Unfortunately we can't avoid hashbangs.
-
This seems to do this only for parameters that it has decided "changes, re-orders, or narrows content." They may also crawl things that look like URLs in Javascript even when it's part of a function, but it doesn't seem like that's what's happening in this case.
Depending on the setup of the site, you can either manually configure the variable in WMT (don't do this if the parameter is material), write a clever robots.txt rule (e.g. to block anything after a number of digits after the parameter), or (the best solution) re-work the system to generate URLs that don't rely on parameters.
I'm not sure I understand why the server is rendering a page if the URL isn't supposed to exist. Depending on your server config, you may also be able to return a 404 and make a rule for which (valid) pages to render. From there you can just ignore the 404 errors until Google figures it out.

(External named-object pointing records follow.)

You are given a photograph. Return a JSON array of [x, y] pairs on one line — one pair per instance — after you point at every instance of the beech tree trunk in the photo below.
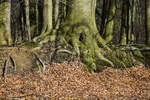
[[5, 29], [80, 32], [147, 5]]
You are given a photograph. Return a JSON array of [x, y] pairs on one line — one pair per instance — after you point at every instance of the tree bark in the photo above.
[[5, 29], [147, 5], [109, 25], [80, 32]]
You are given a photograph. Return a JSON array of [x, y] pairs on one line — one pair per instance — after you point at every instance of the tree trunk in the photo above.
[[27, 19], [123, 35], [109, 25], [147, 4], [80, 32], [56, 14], [5, 29]]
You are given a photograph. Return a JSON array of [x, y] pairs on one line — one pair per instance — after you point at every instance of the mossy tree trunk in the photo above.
[[80, 32], [5, 29], [109, 24], [123, 35], [47, 19], [147, 5], [27, 19], [56, 14]]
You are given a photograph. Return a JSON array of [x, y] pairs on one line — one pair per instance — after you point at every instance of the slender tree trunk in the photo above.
[[147, 5], [109, 25], [56, 14], [5, 29], [79, 30], [123, 35], [47, 19], [27, 19]]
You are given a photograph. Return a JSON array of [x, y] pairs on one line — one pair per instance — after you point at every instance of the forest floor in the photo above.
[[62, 81]]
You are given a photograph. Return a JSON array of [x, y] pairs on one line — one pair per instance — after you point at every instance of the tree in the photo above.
[[80, 32], [109, 24], [5, 29], [147, 5], [47, 19]]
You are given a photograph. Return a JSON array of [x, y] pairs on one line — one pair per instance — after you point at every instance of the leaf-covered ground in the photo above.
[[71, 80]]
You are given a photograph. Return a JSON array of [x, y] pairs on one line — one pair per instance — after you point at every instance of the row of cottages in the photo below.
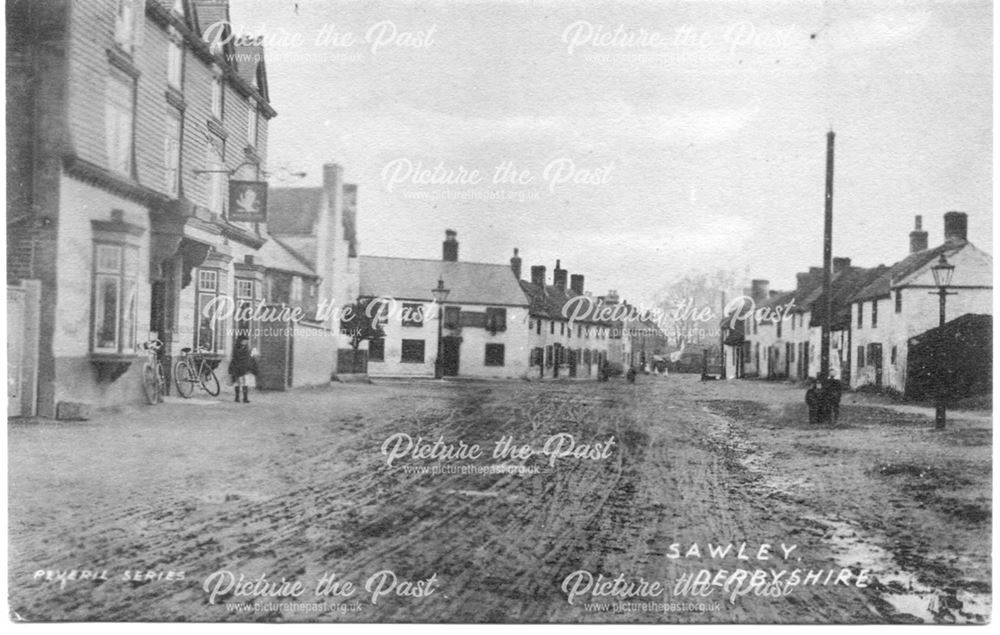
[[875, 313], [126, 124], [561, 346], [479, 330], [491, 323]]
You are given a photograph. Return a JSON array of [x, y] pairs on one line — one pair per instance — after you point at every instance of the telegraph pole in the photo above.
[[824, 367]]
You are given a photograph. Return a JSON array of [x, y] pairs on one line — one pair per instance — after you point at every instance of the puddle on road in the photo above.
[[900, 588]]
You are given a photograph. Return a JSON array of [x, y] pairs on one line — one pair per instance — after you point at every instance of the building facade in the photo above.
[[129, 122]]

I think that's the best I can do without seeing the site.
-
I agree with Federico. I've seen Google go fishing with URL parameters (?param=xyz) and I've seen it with AJAX and hashbangs as well. How far they take this and when they choose to apply it doesn't seem to follow a consistent pattern . You can see some folks on StackExchange discussing this, too: http://webmasters.stackexchange.com/questions/25560/does-the-google-crawler-really-guess-url-patterns-and-index-pages-that-were-neve
-
Awesome, thanks for looking into it. We've gotten nowhere with any kind of answer.
-
Hi There
I'm an associate here at Moz, and have asked the other associates if they might know the answer, as this one's a little outside of my experience. Please follow up and let us know if you don't hear from anyone.
Thanks!
-Dan
-
We also noticed some weird crawls last year using random numbers at the end of the URL, checking in google webmaster tools we saw that most of those urls were reported as not found, checking from where the link came from google listed some of our URLs, but didn't had any link to those URLs google was trying to fetch. After 2 or 3 months those crawls stopped. We never knew from where Google got those URLs...
-
Hi Federico, thanks for the response.
Unfortunately this is an SEO solution for a third-party JavaScript product, so removing the hash isn't an option.

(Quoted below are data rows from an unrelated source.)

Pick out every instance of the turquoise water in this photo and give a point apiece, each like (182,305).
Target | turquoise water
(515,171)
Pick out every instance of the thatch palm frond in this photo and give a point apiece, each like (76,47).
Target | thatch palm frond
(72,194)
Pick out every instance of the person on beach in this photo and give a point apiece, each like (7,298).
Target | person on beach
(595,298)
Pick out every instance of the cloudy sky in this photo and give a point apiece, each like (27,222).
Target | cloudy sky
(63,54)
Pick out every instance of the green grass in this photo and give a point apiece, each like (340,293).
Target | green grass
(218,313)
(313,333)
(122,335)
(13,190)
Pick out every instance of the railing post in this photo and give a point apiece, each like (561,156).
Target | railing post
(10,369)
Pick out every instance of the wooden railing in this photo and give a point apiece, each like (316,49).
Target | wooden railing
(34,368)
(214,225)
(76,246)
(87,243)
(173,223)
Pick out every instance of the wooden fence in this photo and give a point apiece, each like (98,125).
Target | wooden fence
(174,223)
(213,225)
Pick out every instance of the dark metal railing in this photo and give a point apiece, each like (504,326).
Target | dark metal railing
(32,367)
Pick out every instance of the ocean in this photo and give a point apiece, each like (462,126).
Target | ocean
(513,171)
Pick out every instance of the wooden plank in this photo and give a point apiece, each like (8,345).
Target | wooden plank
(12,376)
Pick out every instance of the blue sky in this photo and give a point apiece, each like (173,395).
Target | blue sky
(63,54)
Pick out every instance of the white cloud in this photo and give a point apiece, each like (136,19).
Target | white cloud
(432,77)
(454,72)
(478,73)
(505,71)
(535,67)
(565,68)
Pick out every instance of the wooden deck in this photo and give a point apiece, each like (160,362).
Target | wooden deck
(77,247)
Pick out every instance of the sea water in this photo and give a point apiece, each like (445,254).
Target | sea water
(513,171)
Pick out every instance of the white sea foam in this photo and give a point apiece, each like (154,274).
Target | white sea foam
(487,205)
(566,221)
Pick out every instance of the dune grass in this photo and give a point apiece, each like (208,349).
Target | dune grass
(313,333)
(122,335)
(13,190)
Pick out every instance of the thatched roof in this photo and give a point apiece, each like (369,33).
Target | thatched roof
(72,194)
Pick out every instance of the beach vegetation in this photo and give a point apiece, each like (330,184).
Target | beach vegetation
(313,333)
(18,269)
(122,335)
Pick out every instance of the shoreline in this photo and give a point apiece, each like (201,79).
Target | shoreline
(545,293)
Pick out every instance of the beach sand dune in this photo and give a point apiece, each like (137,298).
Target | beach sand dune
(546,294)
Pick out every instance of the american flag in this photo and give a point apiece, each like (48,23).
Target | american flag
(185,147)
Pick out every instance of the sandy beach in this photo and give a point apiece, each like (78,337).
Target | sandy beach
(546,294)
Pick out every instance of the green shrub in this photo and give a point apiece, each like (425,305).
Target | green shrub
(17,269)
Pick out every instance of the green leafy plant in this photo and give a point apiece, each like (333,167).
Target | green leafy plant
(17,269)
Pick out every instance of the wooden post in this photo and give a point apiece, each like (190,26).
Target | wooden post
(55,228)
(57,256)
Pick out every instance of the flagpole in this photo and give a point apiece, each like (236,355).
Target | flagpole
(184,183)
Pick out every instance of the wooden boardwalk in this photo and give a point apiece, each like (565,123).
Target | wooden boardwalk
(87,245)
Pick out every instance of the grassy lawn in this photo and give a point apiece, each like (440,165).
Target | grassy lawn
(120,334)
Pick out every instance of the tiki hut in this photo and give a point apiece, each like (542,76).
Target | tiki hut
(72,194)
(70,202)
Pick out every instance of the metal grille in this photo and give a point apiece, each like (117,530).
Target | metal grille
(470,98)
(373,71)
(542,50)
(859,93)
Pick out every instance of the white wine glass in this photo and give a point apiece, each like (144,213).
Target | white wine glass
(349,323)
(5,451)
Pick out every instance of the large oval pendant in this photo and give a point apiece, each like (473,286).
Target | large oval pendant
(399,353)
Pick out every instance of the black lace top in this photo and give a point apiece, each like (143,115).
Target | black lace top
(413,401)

I'm still interested in knowing if this is a formal Google practice and if there's some way to control or mitigate this.
-
I think you are right. Google is fishing for content. I would find a solution to make those URL friendly by removing the hash and using some URL rewrite and pushState to paginate that content instead.
Here's a previous question that may help: http://moz.com/community/q/best-way-to-break-down-paginated-content
Got a burning SEO question?
Subscribe to Moz Pro to gain full access to Q&A, answer questions, and ask your own.
Browse Questions
Explore more categories
-
Moz Tools
Chat with the community about the Moz tools.
-
SEO Tactics
Discuss the SEO process with fellow marketers
-
Community
Discuss industry events, jobs, and news!
-
Digital Marketing
Chat about tactics outside of SEO
-
Research & Trends
Dive into research and trends in the search industry.
-
Support
Connect on product support and feature requests.
Related Questions
-
Why isn't our complete meta title showing up in the Google SERPS? (cut off half way)
We carry a product line, cutless bearings (for use on boats). For instance, we have one, called the Able, that has the following meta title (and searched by View Page Source to confirm): BOOT 1-3/8" x 2-3/8" x 5-1/2" Johnson Cutless Bearing | BOOT Cutlass However, if I search for it on on Google by part number or name (boot cutless bearing, boot cutlass bearing), the meta title comes back with whole first part chopped off, only showing this : "x 5-1/2" Johnson Cutless Bearing | BOOT Cutlass - Citimarine ..." Any idea why? Here's the url if it will hopefully help: https://citimarinestore.com/en/metallic-inches/156-boot-johnson-cutless-bearing-870352103.html All the products in the category are doing the same. Thanks!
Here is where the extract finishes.